The modern settlement at Neapoli was established during the period of Venetian rule on Crete under the name "New Village". When the seat of Lasithi Prefecture was moved there from Phourni, it was renamed Neapolis (Νεάπολις, "New City"). Under Turkish rule, this was calqued into Ottoman Turkish as Yeni Şehir (یڭی شهر) before returning to its Greek name after independence. Agios Nikolaos became the new seat of the prefecture in 1904.

==Annual festival==
Annually on the 15th of August there is a holy festival dedicated to the Virgin Mary. The main square hosts musicians, traditional dancers, and a market. There are also some sports events including a cycling race around the hills of Lasithi. When it gets dark there is a procession of torches up the mountainside.

==Museum of Local History==
There is a small museum of local history comprising mostly photographs and postcards of Neapolis.

==Local produce==
The town is surrounded by olive trees.

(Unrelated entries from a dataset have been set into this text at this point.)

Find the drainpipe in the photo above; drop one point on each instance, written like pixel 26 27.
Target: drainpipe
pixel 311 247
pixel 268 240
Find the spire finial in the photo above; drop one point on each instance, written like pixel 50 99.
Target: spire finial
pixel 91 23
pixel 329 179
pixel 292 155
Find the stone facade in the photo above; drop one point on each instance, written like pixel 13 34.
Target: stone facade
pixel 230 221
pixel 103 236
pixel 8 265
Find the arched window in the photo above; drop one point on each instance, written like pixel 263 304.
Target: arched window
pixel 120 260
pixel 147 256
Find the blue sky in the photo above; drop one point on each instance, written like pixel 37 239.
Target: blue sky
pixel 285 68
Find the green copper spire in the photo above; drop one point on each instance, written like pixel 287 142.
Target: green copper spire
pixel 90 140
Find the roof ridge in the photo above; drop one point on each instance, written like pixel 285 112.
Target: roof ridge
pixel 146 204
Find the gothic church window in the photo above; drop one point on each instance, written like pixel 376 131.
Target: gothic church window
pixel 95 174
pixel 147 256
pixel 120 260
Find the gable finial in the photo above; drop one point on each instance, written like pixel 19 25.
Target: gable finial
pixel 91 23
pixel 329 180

Olives and olive oil are a very important part of the local agricultural economy. There are also many almond trees. A traditional local product of Neapoli is a drink, made from almonds, called soumada. It is a very sweet almond-flavored, non-alcoholic, soft drink that can also be delicately flavored with flowers (providing variations of the aroma and the flavor).

==Local wildlife==
Whilst walking around the hills surrounding Neapoli, apart from the usual tortoises, hare, goats, and xylophagidae (known more commonly in Greece as Tzitzikia), one can occasionally see eagles and scorpions. The scorpions are usually hiding under rocks.

==Notable residents==
Antipope Alexander V (also Peter of Candia or Peter Phillarges, c. 1339 – May 3, 1410) was born in Neapoli. He reigned from June 26, 1409, to his death in 1410 and is officially regarded by the Roman Catholic Church as an antipope.